The World Nuclear Association estimates natural gas is 60 percent of an oil-sands facility's operating costs. But the price of natural gas jumped 6 percent in the past week alone, to $7.56 per thousand cubic feet, down from the $8.51 average last year and well above the $2 levels of the 1980s and 1990s.
"The natural gas now is freed up," Collins said. "It could be exported to markets in the rest of Canada and even the United States at relatively premium prices."
There are still a number of roadblocks to clear, at least before Canadian sands are powered by nuclear reactors. Canada's Alberta province, where nearly all its sands are located, has never had any nuclear power. It would likely need the general approval of the community, including a large indigenous population.
The Canadian House of Commons' Committee on Natural Resources issued a report this month entitled, "The Oil Sands: Toward Sustainable Development," in which it put a hold on nuclear energy "until the repercussions of this process are fully known and understood."
The report cited worries over the waste produced by nuclear plants and questions about nuclear energy's ability to deliver the needed steam. And the committee was uncomfortable not knowing whether the sands would need one or numerous large reactors to power operations, or an even greater number of smaller models.
There are two types of oil-sands operations. The more shallow deposits are harvested in a strip-mining-style, where Earth is peeled back and massive trucks and shovels remove the wanted product. It's then super-heated with water or steam, and the molasses or tar-like bitumen is removed.
"Right now mining is the largest component, more than 60 percent of production of oil sands," Collins said. "More than 80 percent of global reserves" are too deep for mining "the low-hanging fruit."
Two primary technologies -- called "in situ" (Latin for "in place") -- have been developed for deep extraction.

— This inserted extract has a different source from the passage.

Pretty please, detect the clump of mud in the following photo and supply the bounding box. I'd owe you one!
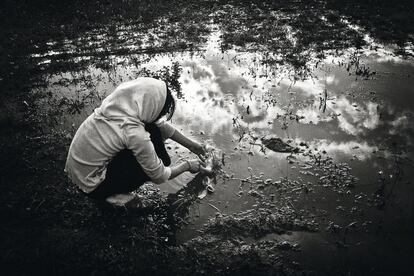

Cyclic Steam Stimulation uses high-pressure steam delivered through pipes to heat up the heavy bitumen, which is brought to the surface.
For Steam Assisted Gravity Drainage, a method gaining in popularity, Collins said, two parallel pipes are drilled vertically and then jut in a 90-degree angle. The top pipe injects steam, and the one below collects the bitumen and draws it to the surface.
Both in situ and surface mining bitumen needs further intensive processing and upgrading so that it is capable of being refined or sent away in a pipeline.
A number of nuclear companies, led by Energy Alberta, which has plans to bring two reactors online to power sands operations by 2017, are looking to provide the energy needed for such projects.